2) Train with heavy weights
It connects to the first point. Lift the weights that are AT LEAST 60% of your maximum strength (the strength with which you can do one correct repetition). Most of the time, the non-respondents in the studies are people who train with weights too light.
3) Train your whole body
Instead of focusing only on isolated muscle groups, train your whole body at each workout, with multi-joint exercises such as squats, deadlifts, overhead press etc. Whole body training allows you to lift harder and increase the metabolic cost of training, almost doubling the burned calories.

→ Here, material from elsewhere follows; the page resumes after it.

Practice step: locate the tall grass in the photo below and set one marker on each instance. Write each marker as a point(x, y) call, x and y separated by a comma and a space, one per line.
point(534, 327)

4) Do cardiovascular intervals
Not only you will increase your physical condition and make cardio less boring, but your intervals will increase your fat burning, trigger protein synthesis and increase your metabolic hormone levels.
5) Do eccentric workouts
By eccentric I mean the negative part of the exercises, usually lowering weights. For example, at squats you can do an eccentric phase by slowly descending to the ground, which lasts about 6 seconds; as you get down you get up explosively in about a second. Eccentric training is a superior stimulus for muscle mass and strength.
6) Eat more protein
Protein is anabolic in itself, and when combined with resistance training it increases the body’s ability to build muscle mass. Eat at least 1.6 g / kg body weight per day, ideally being 2 g / kg body weight.
7) Take creatine
Creatine is a fast and short-lived source for the muscle. It can increase physical performance. It is especially useful for those who have difficulty responding to training because it increases cellular activity that supports muscle growth.
8) Be consistent
Changes in physical appearance and increased strength are progressive. It doesn’t happen after 1-2 workouts. Progress means having many quality workouts in a row, in which you do similar exercises. It is best to have a predetermined training program where you have a progressive load of the body. Consistency is the key!
9) Be patient
We all want fast results. But the truth is that big changes take time. Successful people are the ones who always come to training and invest their time accordingly. Stay focused! Follow the plan!
10) Put yourself in the skin of a hypersponsive person
We know from placebo studies that you are more likely to win if you really think you will win. You don’t know what your genetic ability is so play each card as if you had a good hand! Strongly believing that exercise will change your body is much more likely to happen this way!